Roma dürfen im Winter bleiben

Extra Abschiebestopp des Innenministers praktisch nicht notwendig

  • Andreas Fritsche
  • Lesedauer: 3 Min.

Roma und andere Flüchtlinge aus Balkanstaaten sollen nicht ausgerechnet in der kalten Jahreszeit zurück in ihre Heimatländer müssen. Darum wird in Brandenburg seit Tagen und Wochen über einen Winter-Abschiebestopp diskutiert. Immer wieder gibt es Wortmeldungen, seit zuerst kurz vor Weihnachten die Organisation »Pro Asyl« und der Flüchtlingsrat Brandenburg von Innenminister Dietmar Woidke (SPD) verlangten, einen Abschiebestopp zu erlassen - allerdings vergeblich, weil Woidkes Ressort die Notwendigkeit nicht sieht.

Heiligabend schloss sich die Landtagsabgeordnete Bettina Fortunato (LINKE) an. »Auch wenn im Gegensatz zu anderen Bundesländern zurzeit nur noch weniger als 30 Roma in der zentralen Aufnahmeeinrichtung in Eisenhüttenstadt leben, wäre eine Abschiebung angesichts des massiven Wintereinbruchs auf dem Balkan in jedem Einzelfall problematisch«, fand sie. Vielen Roma drohe nach Einschätzung von »Pro Asyl« in ihren Herkunftsländern eine extreme Diskriminierung. Sie müssten in kaum beheizbaren Behelfssiedlungen leben oder wären sogar obdachlos. »Angesichts dieser Situation würde ich es sehr begrüßen, wenn das Innenministerium seine Auffassung noch einmal überprüft und sich dem befristeten Winter-Abschiebestopp der Bundesländer Thüringen, Schleswig-Holstein und Rheinland-Pfalz für besonders schutzbedürftige Asylbewerber anschließt«, sagte Fortunato.

Auf seine unnachahmliche Weise reagierte darauf dann zu Jahresbeginn der Bundestagsabgeordnete Wolfgang Nešković, der wenige Wochen zuvor aus der Linksfraktion ausgetreten war. Er sprach von einem »erneuten Versagen« der rot-roten Landesregierung und einem »politischen Armutszeugnis«, wenn Brandenburg einen Abschiebestopp nicht erlasse, wo sich doch sogar das CDU-regierte Thüringen zu einem solchen humanitären Schritt entschlossen habe. Für Rot-Rot sollte der Abschiebestopp eine Selbstverständlichkeit sein. Es sei ein Offenbarungseid, wenn die LINKE dem Innenministerium wie ein Bittsteller gegenübertrete. »Eine Politik, die mit solch einem demütigen Koalitionsgehorsam auftritt, setzt sich dem Vorwurf aus, dass sie nicht der Umsetzung linker Ziele, sondern lediglich der Versorgung von Funktionären dient«, schimpfte Nešković. Zuletzt äußerte sich am 8. Januar die märkische Piratenpartei mit dem Hinweis, dass Anfang Januar angeblich die ersten Abschiebungen aus Brandenburg geplant seien.
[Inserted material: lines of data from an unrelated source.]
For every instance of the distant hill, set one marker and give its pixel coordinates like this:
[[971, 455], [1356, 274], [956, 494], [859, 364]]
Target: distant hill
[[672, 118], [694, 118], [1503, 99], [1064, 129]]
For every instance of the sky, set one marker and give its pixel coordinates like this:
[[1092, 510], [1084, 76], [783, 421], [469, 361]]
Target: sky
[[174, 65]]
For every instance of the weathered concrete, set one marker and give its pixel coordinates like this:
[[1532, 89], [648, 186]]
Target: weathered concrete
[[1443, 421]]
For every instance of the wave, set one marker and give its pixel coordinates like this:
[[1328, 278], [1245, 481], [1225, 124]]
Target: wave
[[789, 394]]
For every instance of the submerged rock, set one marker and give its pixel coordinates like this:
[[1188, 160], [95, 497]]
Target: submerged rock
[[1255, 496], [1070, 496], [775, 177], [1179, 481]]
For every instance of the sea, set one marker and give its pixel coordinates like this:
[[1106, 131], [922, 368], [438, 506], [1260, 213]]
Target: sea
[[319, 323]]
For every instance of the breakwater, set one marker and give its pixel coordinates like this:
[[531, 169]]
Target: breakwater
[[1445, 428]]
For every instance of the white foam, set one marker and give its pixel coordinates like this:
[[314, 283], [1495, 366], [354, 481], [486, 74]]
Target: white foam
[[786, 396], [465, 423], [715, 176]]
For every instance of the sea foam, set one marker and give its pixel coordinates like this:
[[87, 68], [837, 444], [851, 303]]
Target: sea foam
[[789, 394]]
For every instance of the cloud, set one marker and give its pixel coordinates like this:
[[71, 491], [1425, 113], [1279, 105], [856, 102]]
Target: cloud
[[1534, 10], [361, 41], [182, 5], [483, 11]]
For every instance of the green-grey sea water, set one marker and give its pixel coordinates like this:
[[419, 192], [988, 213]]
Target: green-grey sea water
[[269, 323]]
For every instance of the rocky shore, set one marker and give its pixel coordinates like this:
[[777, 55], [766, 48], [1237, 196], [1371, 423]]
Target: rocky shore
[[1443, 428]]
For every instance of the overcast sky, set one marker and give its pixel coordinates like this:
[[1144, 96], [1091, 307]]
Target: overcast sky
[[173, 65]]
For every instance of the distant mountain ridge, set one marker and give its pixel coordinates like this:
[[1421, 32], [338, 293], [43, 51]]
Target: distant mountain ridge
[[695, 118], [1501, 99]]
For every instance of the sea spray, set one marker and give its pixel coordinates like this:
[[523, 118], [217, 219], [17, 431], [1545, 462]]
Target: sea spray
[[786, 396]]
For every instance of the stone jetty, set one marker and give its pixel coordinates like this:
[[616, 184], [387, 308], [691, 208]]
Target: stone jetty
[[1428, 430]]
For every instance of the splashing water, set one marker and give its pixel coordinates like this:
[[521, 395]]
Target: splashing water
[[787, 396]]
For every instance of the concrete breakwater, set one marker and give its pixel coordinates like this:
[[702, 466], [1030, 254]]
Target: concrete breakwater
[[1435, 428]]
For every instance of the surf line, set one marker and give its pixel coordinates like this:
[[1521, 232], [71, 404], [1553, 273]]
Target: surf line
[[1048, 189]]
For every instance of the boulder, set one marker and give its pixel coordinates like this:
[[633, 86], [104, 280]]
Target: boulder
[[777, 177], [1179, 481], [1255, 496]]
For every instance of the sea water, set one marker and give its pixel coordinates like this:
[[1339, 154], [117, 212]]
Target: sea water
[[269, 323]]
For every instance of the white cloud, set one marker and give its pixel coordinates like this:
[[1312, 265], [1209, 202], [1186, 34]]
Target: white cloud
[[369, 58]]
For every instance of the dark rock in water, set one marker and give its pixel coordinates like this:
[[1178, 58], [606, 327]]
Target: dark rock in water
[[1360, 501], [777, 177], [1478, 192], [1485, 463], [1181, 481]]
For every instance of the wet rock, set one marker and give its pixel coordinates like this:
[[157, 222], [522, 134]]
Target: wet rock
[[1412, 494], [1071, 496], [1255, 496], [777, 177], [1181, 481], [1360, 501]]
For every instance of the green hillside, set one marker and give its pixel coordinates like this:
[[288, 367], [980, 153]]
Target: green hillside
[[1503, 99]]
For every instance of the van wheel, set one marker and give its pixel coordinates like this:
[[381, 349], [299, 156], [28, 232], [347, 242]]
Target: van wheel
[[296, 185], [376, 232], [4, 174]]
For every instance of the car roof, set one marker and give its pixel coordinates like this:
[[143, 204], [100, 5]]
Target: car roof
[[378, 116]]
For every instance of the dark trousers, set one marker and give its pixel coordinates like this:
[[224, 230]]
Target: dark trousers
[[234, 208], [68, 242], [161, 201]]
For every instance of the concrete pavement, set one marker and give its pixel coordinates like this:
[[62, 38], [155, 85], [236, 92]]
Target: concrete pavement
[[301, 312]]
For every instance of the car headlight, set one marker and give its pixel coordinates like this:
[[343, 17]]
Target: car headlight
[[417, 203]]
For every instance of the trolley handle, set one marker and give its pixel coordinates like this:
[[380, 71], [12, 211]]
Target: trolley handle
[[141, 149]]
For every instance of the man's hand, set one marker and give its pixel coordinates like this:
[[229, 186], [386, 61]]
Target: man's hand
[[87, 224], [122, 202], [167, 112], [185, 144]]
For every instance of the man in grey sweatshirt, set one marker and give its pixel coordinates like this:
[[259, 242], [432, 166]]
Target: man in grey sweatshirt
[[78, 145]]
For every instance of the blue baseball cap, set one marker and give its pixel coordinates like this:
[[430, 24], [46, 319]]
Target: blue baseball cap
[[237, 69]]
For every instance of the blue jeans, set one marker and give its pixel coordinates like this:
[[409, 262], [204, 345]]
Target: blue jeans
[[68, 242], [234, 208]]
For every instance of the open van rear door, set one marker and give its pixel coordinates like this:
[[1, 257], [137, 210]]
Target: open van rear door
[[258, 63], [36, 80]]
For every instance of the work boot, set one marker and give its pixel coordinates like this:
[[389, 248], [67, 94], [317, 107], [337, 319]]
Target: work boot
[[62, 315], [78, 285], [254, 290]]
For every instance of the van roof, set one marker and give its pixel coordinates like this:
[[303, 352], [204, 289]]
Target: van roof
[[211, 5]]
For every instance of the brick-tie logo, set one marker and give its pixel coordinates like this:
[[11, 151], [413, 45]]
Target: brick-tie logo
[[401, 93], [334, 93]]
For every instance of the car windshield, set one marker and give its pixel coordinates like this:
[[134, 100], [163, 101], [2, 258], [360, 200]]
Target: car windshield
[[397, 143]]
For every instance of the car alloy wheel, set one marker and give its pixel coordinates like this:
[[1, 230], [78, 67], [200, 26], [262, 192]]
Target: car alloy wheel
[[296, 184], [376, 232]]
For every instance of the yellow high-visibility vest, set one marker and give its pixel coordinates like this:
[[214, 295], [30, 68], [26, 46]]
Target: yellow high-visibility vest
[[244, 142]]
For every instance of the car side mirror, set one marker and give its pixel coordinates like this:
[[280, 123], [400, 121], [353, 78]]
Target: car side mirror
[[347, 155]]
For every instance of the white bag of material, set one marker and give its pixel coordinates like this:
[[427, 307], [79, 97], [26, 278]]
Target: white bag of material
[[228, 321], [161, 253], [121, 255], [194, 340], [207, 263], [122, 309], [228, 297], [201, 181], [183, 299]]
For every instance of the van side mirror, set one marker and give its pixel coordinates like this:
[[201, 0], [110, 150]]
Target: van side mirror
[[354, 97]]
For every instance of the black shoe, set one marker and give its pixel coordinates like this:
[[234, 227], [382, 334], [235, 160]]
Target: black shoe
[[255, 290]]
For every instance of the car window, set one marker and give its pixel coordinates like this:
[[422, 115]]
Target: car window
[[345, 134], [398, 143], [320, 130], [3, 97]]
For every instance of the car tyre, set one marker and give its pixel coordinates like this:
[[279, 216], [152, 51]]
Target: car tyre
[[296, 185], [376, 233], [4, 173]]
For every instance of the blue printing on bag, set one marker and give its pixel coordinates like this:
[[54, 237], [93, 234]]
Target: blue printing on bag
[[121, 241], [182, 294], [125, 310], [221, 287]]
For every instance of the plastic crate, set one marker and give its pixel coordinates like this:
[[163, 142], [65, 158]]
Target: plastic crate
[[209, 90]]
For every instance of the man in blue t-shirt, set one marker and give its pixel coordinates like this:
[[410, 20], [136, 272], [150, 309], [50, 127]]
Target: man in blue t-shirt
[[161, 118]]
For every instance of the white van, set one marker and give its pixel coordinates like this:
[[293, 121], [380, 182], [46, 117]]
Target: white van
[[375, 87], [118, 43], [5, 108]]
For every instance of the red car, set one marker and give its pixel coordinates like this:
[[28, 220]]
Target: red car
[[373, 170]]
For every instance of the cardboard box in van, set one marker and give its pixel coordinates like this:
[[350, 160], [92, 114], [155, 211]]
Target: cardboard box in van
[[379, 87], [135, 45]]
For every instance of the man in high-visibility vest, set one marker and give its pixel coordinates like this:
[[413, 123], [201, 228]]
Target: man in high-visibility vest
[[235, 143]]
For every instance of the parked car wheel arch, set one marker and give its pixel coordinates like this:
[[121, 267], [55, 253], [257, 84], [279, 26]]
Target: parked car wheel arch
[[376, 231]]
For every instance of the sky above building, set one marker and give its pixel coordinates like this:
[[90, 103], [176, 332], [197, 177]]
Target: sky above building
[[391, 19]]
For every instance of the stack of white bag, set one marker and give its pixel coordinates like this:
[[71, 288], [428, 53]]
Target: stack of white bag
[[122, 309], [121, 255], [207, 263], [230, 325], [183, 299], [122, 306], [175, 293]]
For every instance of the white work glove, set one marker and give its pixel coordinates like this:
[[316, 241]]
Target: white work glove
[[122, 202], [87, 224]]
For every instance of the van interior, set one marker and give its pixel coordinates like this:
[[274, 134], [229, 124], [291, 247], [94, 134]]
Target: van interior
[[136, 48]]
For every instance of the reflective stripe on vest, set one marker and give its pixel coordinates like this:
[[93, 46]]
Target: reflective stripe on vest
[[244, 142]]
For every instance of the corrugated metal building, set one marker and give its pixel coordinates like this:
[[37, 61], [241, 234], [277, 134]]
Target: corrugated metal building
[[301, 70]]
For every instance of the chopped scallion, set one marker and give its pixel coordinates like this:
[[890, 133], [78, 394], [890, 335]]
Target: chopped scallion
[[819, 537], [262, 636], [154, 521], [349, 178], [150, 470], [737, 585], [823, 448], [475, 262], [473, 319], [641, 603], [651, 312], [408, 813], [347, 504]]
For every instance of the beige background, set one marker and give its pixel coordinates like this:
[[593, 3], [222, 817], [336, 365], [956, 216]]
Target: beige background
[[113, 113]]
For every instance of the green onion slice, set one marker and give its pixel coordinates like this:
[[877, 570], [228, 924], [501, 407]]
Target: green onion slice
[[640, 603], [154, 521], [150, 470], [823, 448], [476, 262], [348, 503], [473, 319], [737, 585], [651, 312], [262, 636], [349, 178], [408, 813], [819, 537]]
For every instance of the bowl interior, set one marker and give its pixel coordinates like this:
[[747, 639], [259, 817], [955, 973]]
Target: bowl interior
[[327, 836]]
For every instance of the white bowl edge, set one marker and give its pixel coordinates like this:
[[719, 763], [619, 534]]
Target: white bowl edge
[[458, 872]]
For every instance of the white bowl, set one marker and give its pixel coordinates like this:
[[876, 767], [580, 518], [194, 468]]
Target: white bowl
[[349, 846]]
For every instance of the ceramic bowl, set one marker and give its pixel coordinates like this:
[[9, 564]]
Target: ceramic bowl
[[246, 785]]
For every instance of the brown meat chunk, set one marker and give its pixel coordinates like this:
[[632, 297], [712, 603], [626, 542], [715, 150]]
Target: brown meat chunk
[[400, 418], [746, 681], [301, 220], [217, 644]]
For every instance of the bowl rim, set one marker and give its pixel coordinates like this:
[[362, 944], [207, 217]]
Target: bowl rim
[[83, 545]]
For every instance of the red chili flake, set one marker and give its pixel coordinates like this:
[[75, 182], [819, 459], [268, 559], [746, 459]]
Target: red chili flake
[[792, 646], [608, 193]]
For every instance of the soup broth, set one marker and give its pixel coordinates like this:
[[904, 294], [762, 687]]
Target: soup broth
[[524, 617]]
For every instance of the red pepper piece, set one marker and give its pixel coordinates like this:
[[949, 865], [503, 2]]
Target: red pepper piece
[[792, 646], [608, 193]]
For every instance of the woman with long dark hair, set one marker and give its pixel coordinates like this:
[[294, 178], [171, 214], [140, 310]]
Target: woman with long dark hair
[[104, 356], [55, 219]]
Doch das Innenministerium winkt ab. Diese Befürchtung habe sich als nicht zutreffend herausgestellt, erklärte Sprecher Ingo Decker. Am 9. Januar hielten sich ihm zufolge lediglich 21 Roma in der Erstaufnahmestelle in Eisenhüttenstadt auf. Acht davon seien erst am Tag zuvor eingetroffen. Darüber hinaus befinden sich in zwei Landkreisen »noch einige wenige Roma, für die aber keine Abschiebungen während der Wintermonate geplant sind«. Decker wies ausdrücklich darauf hin, dass in Brandenburg in den vergangenen Monaten keine Angehörigen von Minderheiten aus den Westbalkanstaaten abgeschoben worden sind. »Es stehen solche Abschiebungen auch nicht bevor.«

Daraus lässt sich leicht schließen, dass ein Winter-Abschiebestopp in Brandenburg praktisch nicht notwendig ist. Allerdings könnte das Erlassen eines Abschiebestopps ein Zeichen setzen und Bundesländer zur Nachahmung ermuntern, die derzeit sehr wohl Roma wegschicken. Im Innenministerium ist man sich dessen offensichtlich durchaus bewusst. Ob es gleichwohl der genannten Tatsachen eines formalen Abschiebestopps bedürfe, sei »letztlich eine politische Frage«, merkte Ministeriumssprecher Decker an.